Bir bütün olarak Halk Hareketi’nin önemli bir parçası olarak görevimizi yerine getirmeli, tartışmalı, daha ileri adımlar atmalı, militanlaşmalı ve yeniyi anlamak zorundayız. Anlamak ise tek başına yetmez, bir an önce pratik ayaklarını öreceğimiz sosyalizm mücadelesini büyüterek daha ileri taşımalıyız.
Üniversiteler de basit bir afiş asma eyleminde dahi polislerin saldırdığı, işçi gençliğin sendikasızlaştırıldığı, işsiz gençlik ordusunun daha da büyüdüğü bu koşullarda nesnel zemin bize her türlü imkânı vermektedir. Artık sıra öznel koşulları hazırlamaya gelmiştir.
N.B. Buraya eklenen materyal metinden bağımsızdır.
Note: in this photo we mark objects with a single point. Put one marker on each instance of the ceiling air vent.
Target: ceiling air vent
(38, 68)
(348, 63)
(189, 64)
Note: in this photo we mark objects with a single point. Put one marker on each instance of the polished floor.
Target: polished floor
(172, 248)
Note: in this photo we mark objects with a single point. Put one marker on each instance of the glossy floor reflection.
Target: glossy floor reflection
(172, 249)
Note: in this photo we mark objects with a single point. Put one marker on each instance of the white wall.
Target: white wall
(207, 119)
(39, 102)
Gençlik Meclislerini yaratalım!
Gençlik Meclislerini yaratma görevi önümüzde somut bir gerçeklik olarak duruyor. Artık gelinen aşamada gençliğin sorunlarına ve bir bütün olarak cevap verebilecek bir programa sahip değiliz. Eski programlar ile eski söylemler ile yeniyi yaratamayız. Yeniyi, en başta kafası açık, değişime hazır olan gençlik kitleleri yakalayacaktır. O halde yaratmakla yükümlü olduğumuz Halk Hareketi’nin perspektifini ilk bizler kavramalı, ilk bizler hayata geçirmeli ve öncülüğünü yapmalıyız.
Üniversitelerde ki yurt sorunundan, fabrikadaki esnek çalışma saatlerine, atanamayan öğretmenlerden, işsiz gençliğe kadar tüm gençlik özne olabileceği ve sorunlarını çözebileceği bir platform aramaktadır. Bunu bize Haziran Ayaklanması’nda net olarak gösterdiler. Şimdi bizde bu zemini yaratmalı ve tüm gençliği kendi çelişkileri üzerinden yakalamalı, onları özne olmaya çağırmalıyız.
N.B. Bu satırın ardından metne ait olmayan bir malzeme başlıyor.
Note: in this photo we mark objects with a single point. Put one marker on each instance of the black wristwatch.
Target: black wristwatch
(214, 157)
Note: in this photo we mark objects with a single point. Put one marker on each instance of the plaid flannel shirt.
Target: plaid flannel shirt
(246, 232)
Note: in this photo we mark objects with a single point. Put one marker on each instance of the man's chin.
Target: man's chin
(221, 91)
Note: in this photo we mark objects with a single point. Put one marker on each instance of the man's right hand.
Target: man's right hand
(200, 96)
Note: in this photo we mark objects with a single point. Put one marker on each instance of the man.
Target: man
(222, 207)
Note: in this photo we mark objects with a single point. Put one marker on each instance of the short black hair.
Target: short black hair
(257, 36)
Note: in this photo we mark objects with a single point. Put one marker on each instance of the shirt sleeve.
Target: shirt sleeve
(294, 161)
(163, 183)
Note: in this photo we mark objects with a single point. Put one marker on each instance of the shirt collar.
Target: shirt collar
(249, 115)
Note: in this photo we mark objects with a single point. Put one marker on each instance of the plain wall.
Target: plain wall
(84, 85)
Dinamik bir yapıya sahibiz ve ülkede Muğla’dan Amed’e, Adana’dan Eskişehir’e kadar pek çok alanda irili ufaklı dahi olsa örgütlüyüz. Şimdi bu gücümüzü, teorik bir güce dönüştürmeli, oradan da tekrar pratikte kendimizi sınamalıyız. Unutmayalım ki hata yapmayanlar ancak ölülerdir. Üzerimize serpilmiş ölü toprağını silkelemek ve ayağa kalkmak zorundayız. Elbette pek çok hata yapacağız, ancak hatalarımızdan öğrenerek daha da ileri gideceğiz.
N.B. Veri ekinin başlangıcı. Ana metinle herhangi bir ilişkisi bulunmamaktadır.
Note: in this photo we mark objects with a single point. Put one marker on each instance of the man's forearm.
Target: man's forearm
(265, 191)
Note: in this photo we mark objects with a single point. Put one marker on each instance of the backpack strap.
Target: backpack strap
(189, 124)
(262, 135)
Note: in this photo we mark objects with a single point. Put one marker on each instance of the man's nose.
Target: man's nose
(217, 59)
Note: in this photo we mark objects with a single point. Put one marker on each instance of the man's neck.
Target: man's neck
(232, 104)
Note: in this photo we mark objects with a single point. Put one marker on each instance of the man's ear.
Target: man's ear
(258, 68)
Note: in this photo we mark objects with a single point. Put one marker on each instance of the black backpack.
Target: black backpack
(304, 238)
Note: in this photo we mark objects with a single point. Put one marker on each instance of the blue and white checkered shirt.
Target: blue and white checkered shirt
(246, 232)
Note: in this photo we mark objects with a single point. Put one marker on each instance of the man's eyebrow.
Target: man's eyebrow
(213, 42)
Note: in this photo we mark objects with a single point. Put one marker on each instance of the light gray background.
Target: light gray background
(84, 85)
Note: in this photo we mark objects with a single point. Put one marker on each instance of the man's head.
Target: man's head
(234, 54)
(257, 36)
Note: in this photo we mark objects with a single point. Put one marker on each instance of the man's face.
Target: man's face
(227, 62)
Daha militan, daha nicel, daha nitelikli bir gençlik örgütü için Gençlik Meclislerini örgütleyelim. Gençliğin tüm çelişkilerini arkamıza alarak, gerici sınıflara karşı daha güçlü bir mevziiyle karşılarına dikilelim. Sosyalizmi yaratma bilinciyle gençliği seferber edelim!